Le 11 novembre 2019, un séisme  d’une magnitude de 5, 4 sur l’échelle de Richter frappait l’Ardèche. Au Teil, on recensait alors 800 maisons détruites et endommagées. Aujourd’hui, 12 mois après, le comité du Teil soutient toujours les familles en attente de relogement.

 

Bien que n'ayant plus de local, le SPF du Teil a organisé la solidarité auprès des sinistrés.
SPF/07

« Aujourd’hui, un an après la catastrophe qui a ébranlé notre ville du Teil, 75 % des dossiers des familles sinistrées ne sont pas réglés », raconte Michel Méjean, bénévole au comité du Teil. Les douze mois écoulés n’ont en rien effacé les stigmates de ce terrible drame, le 11 novembre dernier. Maisons détruites, fissurées, bâtiments publics inutilisables… Au total on recense encore des centaines de sinistrés qui n’on toujours pas retrouvé de logement, même si personne n’est à la rue comme le précise Michel. Certains sont hébergés dans la famille et d’autres en mobile-home. Beaucoup vivent dans une maison qui n’est pas la leur, avec des meubles qui ne sont pas les leurs. Des conditions de vie incertaines qui ont de lourdes conséquences sur le moral. Dès le lendemain du tremblement de terre, la solidarité s’est mise en marche, alors que le local du SPF était officiellement hors d’usage. Aidés par un habitant qui a mis un entrepôt à la disposition de l’association, les bénévoles ont pu s’organiser, permettant ainsi à la solidarité de se déployer : opérations de nettoyage et de déblaiement, accompagnement des familles hébergées dans les gymnases, distributions d’électroménager, suivi administratif… autant d’actions qui ont aidé les familles à traverser cette terrible épreuve. En quelques semaines, ce sont plusieurs tonnes de matériel qui sont distribuées.

Un provisoire qui dure

Dans les semaines qui suivent, les premiers chantiers démarrent. Même si de nombreuses habitations doivent être démolies, car considérées comme inhabitables, des travaux de réhabilitation s’engagent dans certains quartiers. Malheureusement, le 17 mars, le confinement s’impose au Teil comme sur l’ensemble du territoire. Tous les travaux sont stoppés net et les entreprises de BTP ferment. Le découragement se lit sur les visages des sinistrés. Le provisoire des campings municipaux sera plus long que prévu. Idem pour les enfants qui comprennent que l’Algeco qui les accueille est là pour toute l’année scolaire. Mais grâce au Secours populaire, des instants de bonheur viennent égayer ces jours sombres. Ainsi, le 4 mars, soit deux semaines avant l’annonce du confinement, 150 enfants et parents de familles sinistrées du Teil ont pu passer une journée à Disneyland Paris. Accompagnés par 50 enfants de pompiers et leurs mères, ils ont passé une journée inoubliable. Ophélie, venue avec ses deux enfants Allison et Lorenzo, est heureuse d’être là, même si le ciel est couvert ce jour-là : « Cette journée nous éloigne des soucis et moi ça me fait du bien.»

Les sinistrés du Teil prennent le large chez Disney

Le 4 mars 2020, les familles sinistrées du Teil ont passé une journée "magique".

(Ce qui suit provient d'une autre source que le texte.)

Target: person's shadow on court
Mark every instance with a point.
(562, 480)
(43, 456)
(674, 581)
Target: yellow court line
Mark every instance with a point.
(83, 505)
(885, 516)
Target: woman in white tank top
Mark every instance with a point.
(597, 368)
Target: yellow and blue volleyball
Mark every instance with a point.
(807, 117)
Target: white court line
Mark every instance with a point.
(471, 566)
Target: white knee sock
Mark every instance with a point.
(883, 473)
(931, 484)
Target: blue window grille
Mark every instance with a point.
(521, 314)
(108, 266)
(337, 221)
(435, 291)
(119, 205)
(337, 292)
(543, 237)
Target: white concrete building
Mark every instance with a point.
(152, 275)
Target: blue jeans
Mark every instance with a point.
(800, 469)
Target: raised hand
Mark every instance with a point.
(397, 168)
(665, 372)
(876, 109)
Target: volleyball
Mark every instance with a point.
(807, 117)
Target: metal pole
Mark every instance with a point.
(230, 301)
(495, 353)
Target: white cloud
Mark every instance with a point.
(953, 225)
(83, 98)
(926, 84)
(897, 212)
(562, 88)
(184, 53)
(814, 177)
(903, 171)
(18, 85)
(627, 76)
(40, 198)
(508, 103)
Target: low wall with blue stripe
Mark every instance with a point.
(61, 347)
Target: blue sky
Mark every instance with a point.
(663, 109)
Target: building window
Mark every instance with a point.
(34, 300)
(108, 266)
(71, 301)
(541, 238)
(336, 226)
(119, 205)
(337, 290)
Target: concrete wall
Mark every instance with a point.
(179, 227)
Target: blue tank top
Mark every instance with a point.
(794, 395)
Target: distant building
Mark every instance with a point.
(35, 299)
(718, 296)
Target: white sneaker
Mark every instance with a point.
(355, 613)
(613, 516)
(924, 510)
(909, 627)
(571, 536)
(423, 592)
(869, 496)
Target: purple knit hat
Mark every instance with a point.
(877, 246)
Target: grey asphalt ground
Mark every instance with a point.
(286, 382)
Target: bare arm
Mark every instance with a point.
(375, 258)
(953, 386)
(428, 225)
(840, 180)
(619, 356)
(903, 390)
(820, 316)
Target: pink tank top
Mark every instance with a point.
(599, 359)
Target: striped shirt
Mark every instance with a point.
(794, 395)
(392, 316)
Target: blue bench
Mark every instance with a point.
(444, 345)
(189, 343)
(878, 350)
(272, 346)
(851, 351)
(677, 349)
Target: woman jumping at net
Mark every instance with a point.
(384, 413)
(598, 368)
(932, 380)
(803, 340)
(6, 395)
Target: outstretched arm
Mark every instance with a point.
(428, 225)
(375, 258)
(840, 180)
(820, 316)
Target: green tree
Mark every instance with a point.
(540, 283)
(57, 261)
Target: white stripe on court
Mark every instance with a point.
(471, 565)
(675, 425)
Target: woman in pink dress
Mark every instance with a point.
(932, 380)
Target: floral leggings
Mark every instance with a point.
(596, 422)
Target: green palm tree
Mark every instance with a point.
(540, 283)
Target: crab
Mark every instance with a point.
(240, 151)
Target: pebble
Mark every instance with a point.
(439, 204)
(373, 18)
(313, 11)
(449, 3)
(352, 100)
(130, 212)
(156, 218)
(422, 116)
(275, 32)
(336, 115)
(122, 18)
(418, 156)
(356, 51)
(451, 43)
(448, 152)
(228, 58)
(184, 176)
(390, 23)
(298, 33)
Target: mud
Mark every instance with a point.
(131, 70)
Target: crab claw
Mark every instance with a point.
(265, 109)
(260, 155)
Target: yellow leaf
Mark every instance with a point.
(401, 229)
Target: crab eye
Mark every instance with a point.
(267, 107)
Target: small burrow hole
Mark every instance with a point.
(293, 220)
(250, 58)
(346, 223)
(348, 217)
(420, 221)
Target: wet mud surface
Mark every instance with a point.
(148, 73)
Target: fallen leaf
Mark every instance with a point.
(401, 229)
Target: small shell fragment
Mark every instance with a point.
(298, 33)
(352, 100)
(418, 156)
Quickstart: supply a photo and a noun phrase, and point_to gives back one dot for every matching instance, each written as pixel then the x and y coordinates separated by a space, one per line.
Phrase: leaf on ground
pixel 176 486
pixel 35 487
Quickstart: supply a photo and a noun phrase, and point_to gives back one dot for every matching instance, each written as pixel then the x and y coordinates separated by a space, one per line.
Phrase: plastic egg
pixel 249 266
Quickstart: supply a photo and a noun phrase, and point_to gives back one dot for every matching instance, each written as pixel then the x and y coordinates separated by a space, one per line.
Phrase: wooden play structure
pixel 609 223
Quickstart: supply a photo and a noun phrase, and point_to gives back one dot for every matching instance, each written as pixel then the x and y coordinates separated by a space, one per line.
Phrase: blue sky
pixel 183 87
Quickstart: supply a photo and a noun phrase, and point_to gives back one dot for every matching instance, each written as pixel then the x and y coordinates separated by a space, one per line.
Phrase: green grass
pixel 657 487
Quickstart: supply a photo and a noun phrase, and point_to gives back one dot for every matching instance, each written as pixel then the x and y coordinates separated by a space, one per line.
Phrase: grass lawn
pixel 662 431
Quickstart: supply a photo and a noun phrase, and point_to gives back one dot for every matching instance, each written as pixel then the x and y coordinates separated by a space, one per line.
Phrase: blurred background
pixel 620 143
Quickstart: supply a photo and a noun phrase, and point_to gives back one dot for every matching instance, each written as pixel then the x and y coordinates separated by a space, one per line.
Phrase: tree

Un Noël solidaire malgré tout

Un an après ce tremblement de terre extrêmement violent, les sinistrés n’ont pas fini de remonter la pente. Aux situations matérielles extrêmement difficiles s’est ajouté un confinement en mars et un reconfinement il y a quelques semaines. Même si les travaux se poursuivent, il faudra encore de nombreux mois pour que les familles puissent réellement tourner la page et reprendre une vie normale. Pour l’heure, les bénévoles du comité du Teil réfléchissent à l’édition 2020 de leur campagne de Noël. Bien que la situation soit inédite et très complexe, des projets se mettent malgré tout en place. Certes, le traditionnel réveillon solidaire organisé tous les ans n’aura pas lieu, mais la préparation de colis festifs commence déjà à s’organiser avec l’idée de faire du portage à domicile pour les personnes isolées et âgées qui ne pourront pas se déplacer. Pour les autres, la distribution devrait se faire sur rendez-vous. 

Pas d’action sans don !

Votre soutien financier nous permettra d’apporter une solidarité concrète aux victimes. L’ampleur de l’aide dépendra des fonds que nous réussirons à collecter.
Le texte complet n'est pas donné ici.